Even though interest in cloud services is high, the interest does not seem to translate into replacement of existing software tools. Only 11% of respondents indicated that they expected to replace an existing software tool with a cloud tool in 2022, even with what we’ve learned during the pandemic. Lawyers might be looking to the cloud only for new tools or to supplement existing tools. They also might not be thinking of mobile apps as cloud tools.

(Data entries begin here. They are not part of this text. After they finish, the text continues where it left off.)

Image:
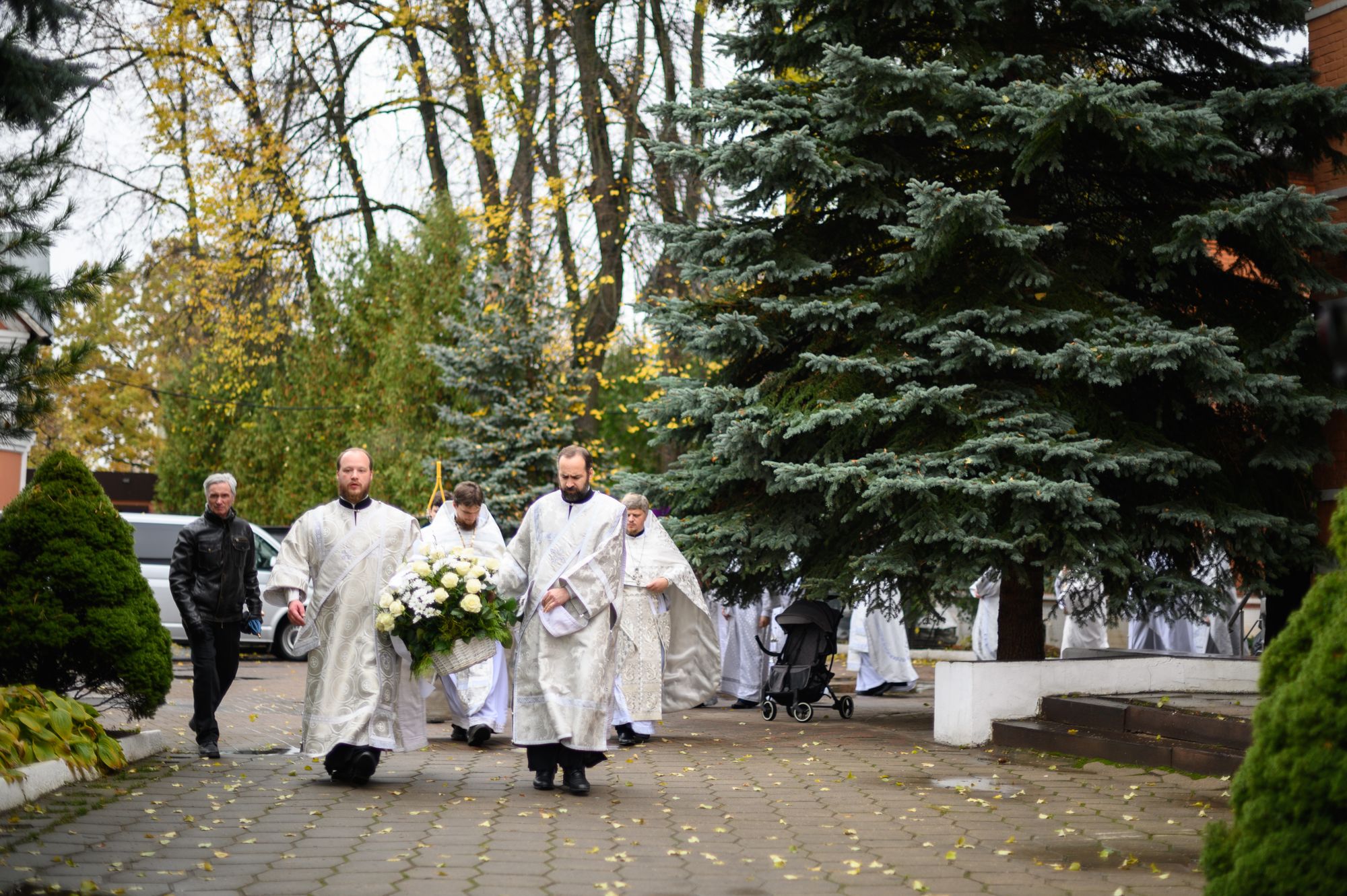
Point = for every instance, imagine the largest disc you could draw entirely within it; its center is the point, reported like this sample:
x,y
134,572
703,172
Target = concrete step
x,y
1117,746
1148,718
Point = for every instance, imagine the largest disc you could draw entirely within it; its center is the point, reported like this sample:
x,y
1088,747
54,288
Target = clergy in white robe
x,y
565,565
1081,599
1216,571
744,666
359,697
988,591
878,650
479,696
1159,630
669,653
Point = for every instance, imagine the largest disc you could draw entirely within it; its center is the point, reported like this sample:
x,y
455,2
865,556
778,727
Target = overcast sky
x,y
117,128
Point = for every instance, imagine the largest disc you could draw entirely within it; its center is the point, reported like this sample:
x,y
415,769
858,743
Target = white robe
x,y
564,665
1081,599
359,688
744,666
479,695
988,591
1216,572
669,656
878,648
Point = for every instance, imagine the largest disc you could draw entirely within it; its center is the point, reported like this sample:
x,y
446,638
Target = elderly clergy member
x,y
565,565
669,652
878,650
479,697
359,699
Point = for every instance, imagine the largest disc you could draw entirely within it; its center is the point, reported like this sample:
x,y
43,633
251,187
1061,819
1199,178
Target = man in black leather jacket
x,y
213,579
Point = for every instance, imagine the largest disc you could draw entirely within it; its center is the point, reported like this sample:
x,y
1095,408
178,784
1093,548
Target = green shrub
x,y
76,614
37,726
1291,794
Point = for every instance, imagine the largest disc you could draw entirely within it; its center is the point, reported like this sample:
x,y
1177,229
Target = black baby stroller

The 2022 introduced questions about application programming interfaces (APIs) and third-party data integrations. These are highly important in the cloud world and are used to move data between applications, create automations, analyze data, create dashboards, and much more.
Only 5% of respondents knew that they used APIs, while 65% did not know and 30% said they do not. These results will serve as a good baseline in future years.
Of the API users, 46% (of the 5%) use them for dockets. Twenty-three percent use them from public records, intellectual property tracking, compliance, and legal news.
Takeaways and Action Steps
The 2022 Legal Technology Survey shows that, for a steadily increasing majority of lawyers and firms, cloud services are now part of the IT equation. Overall, reported growth in cloud use moved significantly in the past year, even though it is below what we might have expected with a pandemic and many lawyers working from home. However, the continuing lack of attention to confidentiality, security, and due diligence issues remains a serious and disturbing concern, especially with the growth ransomware and other cyberattacks. Clients will continue to be concerned about whether their law firms making adequate efforts on cybersecurity.
As in every year, there is much that law firm IT departments and technology committees, legal technology vendors and consultants, corporate law departments, clients, and all legal professionals interested in the adoption of technology by lawyers can learn from these survey results. They give us much to think about and some indications where firms might want to move their technology strategies in the coming year and beyond. Cloud cybersecurity must be at the top of the list of questions for clients to ask their law firms and the list of answers lawyers must have for their clients.
This report was written using the data from the Law Office Technology Volume of the 2022 ABA Legal Technology Survey Report.